17:01 <hkaiser> this data item stores continuations attached to a future

17:01 <Yorlik> I see a problem in the baked in possibility for continuations in every single future

17:01 <Yorlik> At least at this size

17:02 <hkaiser> as I said, the requirements from HPX side are: a) attaching one contiuation should not require additional allocations, additional continuations are very seldom and could require allocations

17:02 <Yorlik> But I guess making this generic would be a crapload of work.

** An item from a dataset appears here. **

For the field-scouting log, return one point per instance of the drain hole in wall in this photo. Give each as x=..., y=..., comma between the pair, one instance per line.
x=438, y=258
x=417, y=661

17:02 <hkaiser> also we can assume that this container does not shrink (which might simplify its implementation

17:02 <Yorlik> realloc ftw

17:02 <hkaiser> Yorlik: I don't think that we want to remove the ability to attach continuations

17:03 <Yorlik> Me neither.

17:03 <Yorlik> But could they be made an opt-in thing?

17:03 <hkaiser> so we're back to a) and b) listed above

17:03 <Yorlik> Or opt-out

17:03 <hkaiser> no way

17:03 <Yorlik> So - what exactly would be the interface requirements for this vector?

17:04 <Yorlik> Like - can use std::allocator interface?

17:04 <Yorlik> Etc ...

17:05 <Yorlik> Could it be a pointer type like std::unique_ptr<some_vector<T>> ?

17:05 <Yorlik> Would that kill locality too much?

17:06 <Yorlik> And - what could I realistically do? Not sure if I'd tackle such a vector that would have a good outcome.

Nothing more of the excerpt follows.